The first page of the dxp contains information related to the usecase and tools, technologies and techniques used for solving the problem.
The ‘Data’ page contains information about the columns in the credit scoring dataset and a table visualization showing the raw data.
The ‘Model Evaluation page contains four sections – Input parameters (top left), Variable Importance (top right), Actuals vs Predicted (bottom Left) & Probability Distribution (bottom right).
The section on the top left allows users to enter input parameters to tune the alpine forest classifier to build an optimized tree for best predictions, “Number of Trees”, “Min Size for Split” and “Min leaf Size”. These values are then passed to the Team Studio workflow for execution.
The bar chart allows the users to understand the difference in the actual prediction versus the predictions from the alpine forest model. The credit ratings displayed here are either bad or good distributed by gender.

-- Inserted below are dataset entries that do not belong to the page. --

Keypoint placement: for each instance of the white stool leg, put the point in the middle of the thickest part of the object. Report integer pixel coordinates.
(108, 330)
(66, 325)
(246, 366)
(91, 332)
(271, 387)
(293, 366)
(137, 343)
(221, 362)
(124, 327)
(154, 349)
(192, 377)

Variable Importance chart helps the users to identify the most important features or variables for predicting the credit rating of the customers. This chart is built using a table that has been brought back from the Team Studio workflow as part of the outputs in Team Studio Data Function. The goal here is to create a model that only includes the most important features using a statistical analysis called “feature selection”. Here, we use Alpine Forest to perform feature selection. This has three benefits. First, we make our model simpler to interpret. Second, we can reduce the variance of the model, and therefore overfitting. Finally, we can reduce the computational cost (and time) of training a model.